The WHERE clause filters rows from the table or tables based on a specified condition. It allows you to retrieve only the rows that meet the condition, such as WHERE age > 30 to get rows where the age column has values greater than 30.

1. Syntax

SELECT column1, column2, ...
FROM table_name
WHERE condition;
  • condition: A logical expression that determines which rows to include in the result.

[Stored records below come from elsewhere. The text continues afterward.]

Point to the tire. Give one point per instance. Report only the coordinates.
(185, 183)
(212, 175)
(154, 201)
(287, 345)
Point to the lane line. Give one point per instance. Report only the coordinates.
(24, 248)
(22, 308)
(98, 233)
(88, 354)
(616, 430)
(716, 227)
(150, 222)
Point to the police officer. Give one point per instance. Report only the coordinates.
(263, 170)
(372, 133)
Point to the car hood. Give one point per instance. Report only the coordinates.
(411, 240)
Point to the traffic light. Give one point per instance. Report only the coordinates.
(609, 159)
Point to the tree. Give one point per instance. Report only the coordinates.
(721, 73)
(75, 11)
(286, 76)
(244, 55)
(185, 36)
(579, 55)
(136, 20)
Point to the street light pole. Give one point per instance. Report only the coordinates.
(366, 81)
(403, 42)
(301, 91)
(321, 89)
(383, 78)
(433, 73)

Only rows where the condition evaluates to TRUE are returned.

2. Examples of Conditions

  1. Simple Condition:
    Retrieve rows where a column equals a specific value.

    SELECT * 
    FROM employees
    WHERE department_id = 101;
  2. Multiple Conditions (AND):
    Retrieve rows that satisfy multiple conditions.

    SELECT * 
    FROM employees
    WHERE department_id = 101 AND salary > 5000;
  3. Multiple Conditions (OR):
    Retrieve rows that satisfy at least one condition.

    SELECT * 
    FROM employees
    WHERE department_id = 101 OR department_id = 102;
  4. Range (BETWEEN):
    Retrieve rows where a value falls within a range.

    SELECT * 
    FROM employees
    WHERE salary BETWEEN 3000 AND 7000;
  5. Set (IN):
    Retrieve rows where a column matches any value in a list.

    SELECT * 
    FROM employees
    WHERE department_id IN (101, 102, 103);
  6. Pattern Matching (LIKE):
    Retrieve rows where a column matches a pattern.

    SELECT * 
    FROM employees
    WHERE name LIKE 'A%'; -- Names starting with 'A'
  7. Null Check (IS NULL / IS NOT NULL):
    Retrieve rows where a column has or doesn’t have a NULL value.

    SELECT * 
    FROM employees
    WHERE department_id IS NULL;

3. Advanced Examples

Filtering with Calculated Values

You can use expressions in the WHERE clause.

SELECT * 
FROM employees
WHERE (salary * 1.1) > 5000; -- After a 10% increase

Using Subqueries

The WHERE clause can use subqueries for dynamic filtering.

SELECT * 
FROM employees
WHERE department_id = (SELECT id FROM departments WHERE department_name = 'HR');

4. Use Cases

  1. Filter Data: Retrieve specific rows based on business requirements (e.g., get employees in a particular department).
  2. Data Validation: Ensure only valid rows are processed or returned.
  3. Subset Creation: Create a smaller dataset from a larger table for further analysis or reporting.